Pavel K. Baev
Shifts in regional impacts on the Syrian conflict zone determined Russia’s flexible stance in the debates in the UN Security Council on the issue of humanitarian aid. The compromise that has left one cross-border channel open was achieved through a bilateral US-Russia deal, but Ireland and Norway performed the work on preparing the resolution. Post-war reconstruction in Syria is progressing slowly, and Russia is concerned about the stability of the al-Assad regime. Most external stake-holders are content with the current situation, but economic dislocation and insufficiency of international aid generate discontent and amplify new sources of conflict.
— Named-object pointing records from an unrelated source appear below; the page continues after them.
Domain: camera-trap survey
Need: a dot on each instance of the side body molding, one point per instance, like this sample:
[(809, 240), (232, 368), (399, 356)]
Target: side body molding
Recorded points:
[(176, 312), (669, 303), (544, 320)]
By mid-2022, follow-up debates in the UN Security Council may reflect a new escalation of the Syrian war.
Russia reckons international aid is crucial for ensuring the stability of the al-Assad regime and so has to agree on keeping the cross-border channel into the rebel-controlled Idlib province open.
External stake-holders tend to see the current situation in Syria as acceptable, but it remains fragile due to lack of funding for post-war reconstruction.
Continuation of US military presence in Iraq and Syria is uncertain, and Russia tries both to put pressure on and to cultivate dialogue with the USA.
Follow-on debates in the UN Security Council could encounter a more rigid stance by Russia as a new escalation of hostilities in Syria becomes more probable.